Tumor testing (immunohistochemistry for DNA mismatch repair proteins, MSI analysis, and MLH1 methylation analysis) has emerged as a useful tissue screening tool to help identify patients at risk for harboring a Lynch syndrome mutation. It is well known that patients who are tissue screen-positive may not subsequently have a germline Lynch syndrome gene mutation detected. Of the 365 patients that had tumor testing performed, 51 (14%) were tissue screen-positive defined as loss of MLH1 expression (without MLH1 methylation) or loss of MSH2, MSH6, or PMS2 by immunohistochemistry. Patients with MSI-high tumors lacking MLH1 methylation but with intact immunohistochemistry expression of mismatch repair proteins were also considered tissue screen-positive. Thirty of these patients (63%) had tumor testing results suggestive of Lynch syndrome, but were found to have no germline mutation in Lynch syndrome genes. As shown in Table 5, patients with deleterious germline mutations in Lynch syndrome genes were diagnosed at a younger age compared with tissue screen-positive but Lynch syndrome germline-negative patients (mean 52 vs 60 years, P<0.01). However, there were no significant differences in BMI, tumor location, and family history between patients with deleterious mutations in Lynch syndrome genes, and screen-positive patients with no identifiable deleterious mutation. Interestingly, when examining BMI, tumor location (lower uterine segment vs corpus), the Society of Gynecologic Oncology criteria, and family history of Lynch-associated cancer, there is a graded difference between the Lynch syndrome deleterious mutations, tissue screen-positive/germline Lynch syndrome deleterious mutation-negative, and sporadic cancer groups. For example, the percentage of screen-positive/germline Lynch syndrome deleterious mutation-negative patients with a family history of Lynch-associated cancer was 42%, greater than that for the sporadic patients (33%) but less than that for the Lynch syndrome deleterious mutation patients (59%). In addition, the endometrial cancer patients who are tissue screen-positive but Lynch syndrome germline mutation-negative tend to have clinical and pathological features which are intermediate between patients with identified Lynch syndrome germline mutations and patients with sporadic endometrial cancer (no Lynch syndrome mutation and not tissue screen-positive).
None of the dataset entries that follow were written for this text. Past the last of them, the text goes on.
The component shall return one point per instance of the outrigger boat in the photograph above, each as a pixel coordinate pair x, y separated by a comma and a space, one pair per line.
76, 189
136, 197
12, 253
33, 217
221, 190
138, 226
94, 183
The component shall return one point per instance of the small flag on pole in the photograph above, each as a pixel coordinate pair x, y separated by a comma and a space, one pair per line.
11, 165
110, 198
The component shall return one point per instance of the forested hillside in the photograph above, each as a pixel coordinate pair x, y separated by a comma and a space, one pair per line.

Table 6 summarizes age of diagnosis and family history for the individual Lynch syndrome mutations. For deleterious mutations in MLH1, MSH2, and EPCAM-MSH2, 80% of patients were diagnosed at age <50 years, 90% of patients met the Society of Gynecologic Oncology criteria for genetic assessment referral, and 90% have a documented family history of Lynch syndrome-associated cancer. Conversely, for deleterious mutations in MSH6 and PMS2, 83% of patients were diagnosed at age >50 years, 67% did not meet the Society of Gynecologic Oncology criteria, and 67% did not have a documented family history of Lynch syndrome-associated cancers.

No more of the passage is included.